De pe website-ul GMC:
New powers to check doctors’ English skills a ‘milestone’ for patient safety says regulator
25 Jun 2014
A change in the law today (Wednesday 25 June 2014) giving the General Medical Council new powers to check the English language skills of licenced doctors in the UK, has been hailed as a ‘milestone’ for patient safety by its Chief Executive.
This is an important milestone in creating better, safer care for patients. Everyone has a right to expect to be treated by doctors who can communicate effectively in English and this will help us achieve this.
Niall Dickson, Chief Executive of the GMC
The independent regulator of doctors has campaigned for changes to be made to legislation since 2010, after voicing concerns that European doctors were being allowed to register with a licence to practise medicine in the UK without being asked to evidence their English language knowledge. This has been a long-standing requirement for doctors trained outside the European Union.
Today that inconsistency has been quashed. The GMC has now been empowered to direct any doctor working in the UK to undergo a language assessment, should a serious concern be raised about their ability to communicate effectively in English, whether to patients or colleagues.
Niall Dickson, Chief Executive of the GMC, said:
‘This is an important milestone in creating better, safer care for patients. Everyone has a right to expect to be treated by doctors who can communicate effectively in English and this will help us achieve this. European law does not yet allow us to check every doctor but that reform will come and this is a vital first step.
‘It is also important that everyone understands this does not in any way absolve those who employ doctors of their responsibilities – they must carry out thorough pre-employment checks and make sure that the doctor is qualified and competent to carry out the duties they are being given.’
Health Minister Dr Dan Poulter said:
‘For the first time ever, we have a full system of checks in place to prevent doctors working in the NHS who do not have the necessary knowledge of English from treating patients. This is a huge step forward for patient safety. I am pleased to have played my part in making this happen.’
In anticipation of today’s legislative change the GMC has made a number of changes to its own rules and guidance to ensure that all doctors are aware of their new, explicit duty to have the necessary knowledge of English to treat patients safely. This includes:
- introducing a reference to English knowledge in its core guidance Good medical practice
- increasing the minimum score accepted on a recognised academic English language test
- introducing English language assessments in its investigations after receiving a concern about a doctor
- establishing a new ground of ‘impairment’ where there are issues with a doctor’s ability to speak, read, write or comprehend English
Niall Dickson added:
‘This is not about singling out those doctors who have been trained outside the UK. They have made and are making an invaluable contribution to healthcare in the UK, but we cannot and will not tolerate doctors who cannot communicate clearly with patients and their colleagues – that is a basic component of safe effective practice.’
Notes to Editors
- At the end of April 2014 a total of 95,832 doctors registered with the GMC held primary medical qualifications from non-UK organisations; of those doctors 27, 641 qualified in European countries.
- At the end of April 2014, the top five European countries of medical qualification for doctors registered with the GMC were:
- Infographics are available on our social media feeds.
- The introduction of the GMCs new powers are a result of four years’ campaigning to amend the law that underpins their regulatory work – the Medical Act 1983.
- The GMC’s strengthened position on English language knowledge was implemented after a public consultation, published on Tuesday 25 February 2014. This drew support from individual doctors, doctors’ associations and organisations representing patients, medical educators and employers.
- Regulators in EU member states, like the GMC, are only able to assess competence in one official language; in this English.

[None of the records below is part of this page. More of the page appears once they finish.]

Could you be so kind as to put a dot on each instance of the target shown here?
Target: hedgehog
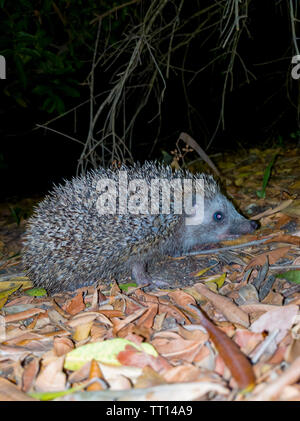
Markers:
(85, 230)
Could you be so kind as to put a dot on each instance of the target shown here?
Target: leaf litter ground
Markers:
(228, 328)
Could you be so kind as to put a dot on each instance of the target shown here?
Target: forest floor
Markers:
(227, 329)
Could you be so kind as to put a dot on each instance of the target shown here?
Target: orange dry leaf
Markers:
(230, 310)
(284, 238)
(11, 392)
(82, 332)
(232, 356)
(76, 305)
(62, 346)
(29, 374)
(272, 256)
(182, 298)
(147, 319)
(95, 373)
(23, 315)
(131, 357)
(172, 346)
(149, 378)
(52, 378)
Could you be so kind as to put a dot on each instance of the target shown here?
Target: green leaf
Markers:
(36, 292)
(48, 396)
(291, 276)
(105, 352)
(124, 287)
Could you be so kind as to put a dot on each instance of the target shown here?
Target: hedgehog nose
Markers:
(254, 225)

This does not prevent employers from encouraging professionals to use or learn a second language, if this would be beneficial to patients.
The General Medical Council is the independent regulator of the UK’s 260,000 doctors.
Our job is to protect, promote and maintain the health and safety of the public by ensuring proper standards in the practice of medicine.
We do this by managing entry to the medical register and setting the educational standards for all UK doctors through medical schools and postgraduate education and training. We also determine the principles and values that underpin good medical practice and we take firm but fair action where those standards have not been met. This role and the powers to do it are given to us by Parliament through the 1983 Medical Act.
We are not here to protect the medical profession – their interests are protected by others. Our job is to protect patients. We are independent of government and the profession and accountable to Parliament.